Stato sociale e pieno impiego tra costituzione ed economia

di Leonello Tronti

Sintesi

L’articolo tratta in modo sintetico l’evoluzione del concetto di stato sociale, e il suo legame con la crescita economica e la piena occupazione, lungo un percorso complesso che dura oltre un secolo, dal lavoro di Adolf Wagner (1878) alle proposte di James Meade (1989, 1995). La panoramica si concentra sui legami teorici dei primi esperimenti dello stato sociale con il fondamento dell’economia del benessere (Pigou, 1920), l’istituzione del concetto di capitale umano (Knight, 1944; Schultz, 1961) e la sistematizzazione del disegno dello stato sociale offerta da Beveridge (1942). Negli stessi anni, l’obiettivo della piena occupazione è affermato come realizzabile e opportuno (Keynes, 1936; Beveridge, 1944; Roosevelt, 1945), mentre la Costituzione italiana (1948) ne propone un importante avanzamento, affermando la piena occupazione come libertà sostanziale. Con la fine degli accordi di Bretton Woods (1971) e gli shock petroliferi (1973, 1979) la stagflazione si diffonde alle economie sviluppate, e sia lo stato sociale che la piena occupazione subiscono una battuta d’arresto.
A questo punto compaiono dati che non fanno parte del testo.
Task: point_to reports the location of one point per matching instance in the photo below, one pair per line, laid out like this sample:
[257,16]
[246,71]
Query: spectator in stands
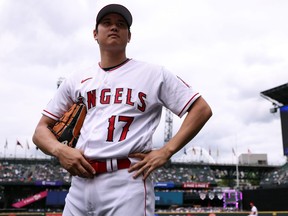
[254,211]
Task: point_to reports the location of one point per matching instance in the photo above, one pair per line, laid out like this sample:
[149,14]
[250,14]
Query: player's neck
[108,60]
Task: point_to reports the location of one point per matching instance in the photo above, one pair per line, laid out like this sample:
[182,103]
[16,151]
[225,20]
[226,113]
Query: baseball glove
[67,128]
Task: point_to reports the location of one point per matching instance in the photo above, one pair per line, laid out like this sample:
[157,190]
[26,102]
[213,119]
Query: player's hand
[74,162]
[148,162]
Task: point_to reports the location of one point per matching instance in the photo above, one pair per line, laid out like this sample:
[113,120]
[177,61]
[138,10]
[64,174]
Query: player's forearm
[45,140]
[196,118]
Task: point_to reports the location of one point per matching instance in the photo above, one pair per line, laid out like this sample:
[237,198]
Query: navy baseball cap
[115,8]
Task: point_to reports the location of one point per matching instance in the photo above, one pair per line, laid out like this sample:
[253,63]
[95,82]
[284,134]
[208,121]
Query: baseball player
[113,159]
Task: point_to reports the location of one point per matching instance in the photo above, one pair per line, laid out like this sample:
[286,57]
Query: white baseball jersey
[124,106]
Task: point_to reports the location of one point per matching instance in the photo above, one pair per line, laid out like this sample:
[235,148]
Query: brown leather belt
[110,165]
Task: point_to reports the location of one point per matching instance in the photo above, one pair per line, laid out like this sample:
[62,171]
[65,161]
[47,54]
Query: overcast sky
[229,51]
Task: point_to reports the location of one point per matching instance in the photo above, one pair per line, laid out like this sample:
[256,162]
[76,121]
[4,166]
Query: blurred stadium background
[190,185]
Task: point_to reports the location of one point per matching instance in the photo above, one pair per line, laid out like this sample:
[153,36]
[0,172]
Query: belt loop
[114,165]
[108,165]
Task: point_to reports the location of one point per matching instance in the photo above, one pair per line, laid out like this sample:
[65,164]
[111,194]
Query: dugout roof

La legge di Wagner trova un’espressione più evoluta nella curva di Laffer (1974), mentre la politica monetaria diventa restrittiva e la piena occupazione deve cedere il passo al Nairu (Modigliani e Papademos, 1975; Tobin, 1980). È questo il clima in cui Meade propone un nuovo e vitale legame tra lo stato sociale e la piena occupazione: una proposta in cui l’azionariato dei lavoratori si combina con le “nazionalizzazioni alla rovescia” (topsy-turvy), e il dividendo sociale con il credito pubblico (anziché il debito), in una prospettiva di graduale dissolvimento dell’imposizione fiscale. Una proposta decisamente fuori dagli schemi, ma su cui vale la pena riflettere  a fondo.